●演奏会が少なくなる時期にまとめて見ようと、夏の初めにベルリン・フィルのデジタル・コンサート・ホールをしばらくぶりに契約したものの、思ったほどには見られず。映像があると気軽というわけにもいかず、それにオケの公演は大曲がずらっと並ぶということもあり。
●とりあえず、見たものについて、自分用メモ。ブロムシュテット指揮のベートーヴェン「ミサ・ソレムニス」。爺成分ゼロ、若々しく清新な音楽、菜食主義のおかげ? ブロムシュテットは毎年ベルリン・フィル定期に招かれる数少ない指揮者の一人。そして毎回のように一般参賀あり、今回も。
●名前が覚えられない指揮者ナンバーワン、ヤニク・ネゼ=セガン。坊主頭になっていた。チャイコフスキー「ロメオとジュリエット」とラヴェル「ダフニスとクロエ」全曲。これらに先立ち、クラリネットのヴァルター・ザイファルトが一人舞台にあらわれてベリオのセクエンツァIXaを演奏した。昨シーズンはベリオがテーマ作曲家になっていたので、いくつかの公演で、オケの奏者がセクエンツァを独奏している。さすがベルリン・フィルというか。オケの演奏会だからといって、オーケストラ曲だけしかやっていけない道理はない。ベルリン・フィルではしばしば指揮者よりもオケの企画性が前面に出る。ネゼ=セガンの一般参賀あり。しかしこれは合唱団員の退場で拍手が長引いたせいもあるのでは。
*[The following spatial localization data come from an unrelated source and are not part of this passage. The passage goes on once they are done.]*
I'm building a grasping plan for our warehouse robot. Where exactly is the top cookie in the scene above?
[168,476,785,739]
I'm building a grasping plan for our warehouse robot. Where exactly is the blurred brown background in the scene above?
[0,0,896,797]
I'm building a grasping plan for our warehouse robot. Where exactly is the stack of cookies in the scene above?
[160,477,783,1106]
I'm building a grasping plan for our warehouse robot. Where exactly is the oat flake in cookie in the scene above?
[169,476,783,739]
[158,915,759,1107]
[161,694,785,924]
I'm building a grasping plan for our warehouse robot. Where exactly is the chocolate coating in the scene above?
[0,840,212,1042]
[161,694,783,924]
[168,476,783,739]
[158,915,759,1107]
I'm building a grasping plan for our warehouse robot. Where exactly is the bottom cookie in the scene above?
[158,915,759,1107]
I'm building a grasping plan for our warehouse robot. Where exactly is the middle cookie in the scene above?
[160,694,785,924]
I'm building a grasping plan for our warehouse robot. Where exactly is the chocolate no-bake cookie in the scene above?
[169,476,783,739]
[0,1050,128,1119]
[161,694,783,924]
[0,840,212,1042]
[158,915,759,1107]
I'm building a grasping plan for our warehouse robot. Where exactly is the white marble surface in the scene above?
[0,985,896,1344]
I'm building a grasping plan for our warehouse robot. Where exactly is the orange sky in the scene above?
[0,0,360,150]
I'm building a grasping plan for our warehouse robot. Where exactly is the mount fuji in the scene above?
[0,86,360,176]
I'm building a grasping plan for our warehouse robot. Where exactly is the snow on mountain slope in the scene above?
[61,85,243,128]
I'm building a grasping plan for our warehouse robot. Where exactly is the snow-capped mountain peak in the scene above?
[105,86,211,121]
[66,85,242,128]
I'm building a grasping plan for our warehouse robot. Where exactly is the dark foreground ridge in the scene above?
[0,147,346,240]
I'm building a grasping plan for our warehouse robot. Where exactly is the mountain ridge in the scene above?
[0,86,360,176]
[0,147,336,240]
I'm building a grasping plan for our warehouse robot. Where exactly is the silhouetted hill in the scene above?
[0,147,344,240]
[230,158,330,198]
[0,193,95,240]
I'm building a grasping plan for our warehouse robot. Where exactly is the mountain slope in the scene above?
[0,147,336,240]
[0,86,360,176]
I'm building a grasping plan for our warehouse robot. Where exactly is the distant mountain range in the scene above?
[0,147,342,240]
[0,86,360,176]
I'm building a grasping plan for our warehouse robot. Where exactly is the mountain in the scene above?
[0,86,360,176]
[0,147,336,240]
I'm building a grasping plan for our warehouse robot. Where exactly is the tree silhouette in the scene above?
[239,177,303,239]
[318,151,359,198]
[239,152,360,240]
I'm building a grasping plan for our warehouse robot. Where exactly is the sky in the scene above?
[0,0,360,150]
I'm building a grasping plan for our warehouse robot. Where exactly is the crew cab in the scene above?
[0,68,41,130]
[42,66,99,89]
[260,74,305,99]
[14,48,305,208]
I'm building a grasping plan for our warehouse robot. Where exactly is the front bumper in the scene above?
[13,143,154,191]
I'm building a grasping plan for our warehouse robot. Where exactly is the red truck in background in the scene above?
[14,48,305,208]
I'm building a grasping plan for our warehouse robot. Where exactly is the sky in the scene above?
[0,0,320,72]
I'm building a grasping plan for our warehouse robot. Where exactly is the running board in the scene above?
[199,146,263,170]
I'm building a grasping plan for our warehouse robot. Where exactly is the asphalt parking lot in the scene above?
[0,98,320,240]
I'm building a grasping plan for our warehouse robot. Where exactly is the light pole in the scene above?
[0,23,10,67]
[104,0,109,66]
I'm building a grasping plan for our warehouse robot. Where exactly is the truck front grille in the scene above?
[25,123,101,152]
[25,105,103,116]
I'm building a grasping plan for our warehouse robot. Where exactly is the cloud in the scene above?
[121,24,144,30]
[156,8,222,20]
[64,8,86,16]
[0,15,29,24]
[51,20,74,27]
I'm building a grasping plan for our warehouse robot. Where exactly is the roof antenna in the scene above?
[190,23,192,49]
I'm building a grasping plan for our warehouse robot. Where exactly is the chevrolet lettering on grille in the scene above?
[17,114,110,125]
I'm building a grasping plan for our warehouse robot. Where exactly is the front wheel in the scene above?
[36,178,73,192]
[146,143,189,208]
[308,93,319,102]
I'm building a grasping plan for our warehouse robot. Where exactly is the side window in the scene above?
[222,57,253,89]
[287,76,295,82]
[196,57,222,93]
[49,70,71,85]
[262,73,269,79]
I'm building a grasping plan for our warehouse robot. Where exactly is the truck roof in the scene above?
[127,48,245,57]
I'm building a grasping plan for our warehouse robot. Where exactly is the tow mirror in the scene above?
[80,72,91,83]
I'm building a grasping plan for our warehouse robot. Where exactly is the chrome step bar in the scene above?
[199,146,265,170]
●ルイゾッティ。この人も若くしてどんどんと偉くなって、ベルリン・フィル定期に再度登場。オケの定期なのにパユのソロが2曲もあって、ドビュッシーの「シランクス」とベリオ「セクエンツァ」。パユ、すごすぎ。ルイゾッティ、熱血のプーランク「グローリア」。メインはプロコフィエフの交響曲第5番。ルイゾッティは文字通りの意味でも音楽的にも表情豊か。コンマスにブラウンシュタイン、トップサイドにスタブラヴァ。終演後、オケに向かってこんなにパチパチと手を叩く指揮者はいない。
●ソヒエフ指揮、ベレゾフスキー独奏。ルーセル「バッカスとアリアドネ」に続いて、リストのピアノ協奏曲第1番。緊張して真剣に鍵盤に向き合うベレゾフスキー! 切れ味鋭く、剛腕ぶりもさすが。オケへの気遣いも感じさせて、らしからぬおとなしさ、LFJとは別人のよう……。アンコールにしっとりとアルベニス「二調のタンゴ」。ヴィオラ首席のアミハイ・グロシュがベリオのセクエンツァVI。強烈。メインはラフマニノフのシンフォニック・ダンス。以前ラトルの指揮でも映像を見た曲でもあるが、ソヒエフはとても明るい響きを引き出して、楽しく聴かせてくれた。この曲、見直したかも。しかしスーパー・オケでないとおもしろく聴ける自信なし。
●ビシュコフはベリオ「レンダリング」。シューベルトとベリオの接ぎ木のような曲なのに、もはや確固としたマスターピース然として響く。セクエンツァVIIをマイヤーの独奏で。最後はなぜかウォルトン。
●ティーレマンは二公演。一つはメシアン、ドビュッシー、チャイコフスキー「悲愴」という、らしくないプロ。どじょうすくいスタイルの棒が合わせにくそうだし、合っていないと思うが、巨大な音楽を作り出して盛大な一般参賀。むむ。もう一公演はマイヤーのソロでR・シュトラウスのオーボエ協奏曲、ブルックナー「ロマンティック」の得意のプロ。マイヤー見事。ティーレマンの顔芸怖い。指揮姿はヘンすぎるけど、「ロマンティック」は真に感動的な音楽。なんとブルックナーの音楽はすばらしいのかと圧倒される。一般参賀あり。
●ドゥダメルは「マ・メール・ロワ」、コルンゴルトのヴァイオリン協奏曲(カヴァコス)、R・シュトラウス「ツァラトゥストラはかく」。熱いというか、暑苦しい「ツァラ」。一般参賀あり。ドゥダメルは以前も思ったけど、今ひとつこのDCHでは彼のオーラが伝わってこない気がして隔靴掻痒感も。